Anyway, the current RIAA complaint is over the so-called Fair Use Act introduced in the U.S. House of Representatives 27 Feb 2007 by Rep. Rick Boucher (D-VA) and Rep. John Doolittle (R-CA). This bill would modify the Digital Millenium Copyright Act (DMCA) slightly to bring it more in line with traditional U.S. fair use doctrine, letting users copy more for their own use.
Meanwhile, the Consumer Electronics Association (CEA) is for the Fair Use Act. Which illustrates what I don’t like about RIAA’s approach to copying. protecting copyrights is a useful thing (as long as it somehow redounds to the benefit of the original artists, which is somewhat dubious with music as traditionally distributed in the U.S.). But RIAA uses the DMCA to sue grade school and college students and tries to force modifications to electronics that may only peripherally if ever be used for listening to commercial music or videos. Why should the relatively small recording industry or even the not very large motion picture industry be permitted to force modifications to equipment produced by the much larger electronics and computing industries, to the detriment of the public at large? That doesn’t seem like good risk management for everybody else, and probably not for RIAA, either, because a business model that requires such strenuous legal activity is probably a flawed business model that will be leapfrogged by something better. Some equipment manufacturers have already discovered it’s not good for their reputations. And history shows that the blockbuster and hit mentality of the movie and record industries has been superseded in the past.

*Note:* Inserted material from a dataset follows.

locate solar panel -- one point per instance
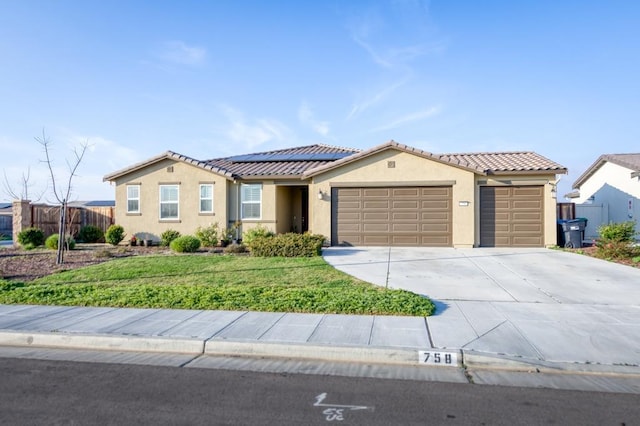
(312, 156)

Anyway, there’s another matter:
The RIAA also takes issue with the bill’s narrow exemptions to the DMCA. "Proponents of H.R. 1201 claim it legalizes hacking only for ‘noninfringing’ uses," reads the RIAA’s statement. "But as Congress recognized when it enacted the DMCA, the difference between hacking done for noninfringing purposes and hacking done to steal is impossible to determine and enforce. That’s why Congress created a review process that takes place every three years to determine whether fair uses of copyrighted works are in peril—and why Congress gave the power to the Librarian of Congress to take away DMCA protections in cases where fair use is in danger."

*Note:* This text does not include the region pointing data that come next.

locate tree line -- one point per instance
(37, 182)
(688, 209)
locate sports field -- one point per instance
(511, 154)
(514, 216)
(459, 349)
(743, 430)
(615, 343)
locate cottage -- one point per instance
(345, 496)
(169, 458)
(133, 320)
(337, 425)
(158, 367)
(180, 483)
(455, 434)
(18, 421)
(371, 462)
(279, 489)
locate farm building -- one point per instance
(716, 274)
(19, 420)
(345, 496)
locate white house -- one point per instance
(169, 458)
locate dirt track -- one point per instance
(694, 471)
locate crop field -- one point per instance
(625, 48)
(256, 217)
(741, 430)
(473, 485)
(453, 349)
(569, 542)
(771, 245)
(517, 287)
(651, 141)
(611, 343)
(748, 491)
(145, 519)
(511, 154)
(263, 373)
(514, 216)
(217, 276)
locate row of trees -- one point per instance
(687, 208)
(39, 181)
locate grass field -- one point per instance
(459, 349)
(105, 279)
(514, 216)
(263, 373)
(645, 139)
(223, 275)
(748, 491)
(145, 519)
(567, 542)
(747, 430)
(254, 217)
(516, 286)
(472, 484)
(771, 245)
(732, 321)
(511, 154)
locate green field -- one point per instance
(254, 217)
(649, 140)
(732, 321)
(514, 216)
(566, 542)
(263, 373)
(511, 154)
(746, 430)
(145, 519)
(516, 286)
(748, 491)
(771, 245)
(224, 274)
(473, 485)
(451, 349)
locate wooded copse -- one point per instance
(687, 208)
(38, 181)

Ah, let’s demonize the problem by misusing the term hacking, which people like RIAA have turned into a scare word. And let’s trot out the wait-and-see argument. Meanwhile, Congress has the power to just change the law, which is what the Fair Use Act proposes to do.
Not change the DMCA enough, by, for example, repealing it, but somewhat, at least. It seems to me that more participants enabled by the Fair Use Act will lead to more innovation and creativity and thus more music and video, and that should be a good thing for everyone. Will it be good risk management for RIAA? Maybe not, but neither is RIAA’s current approach.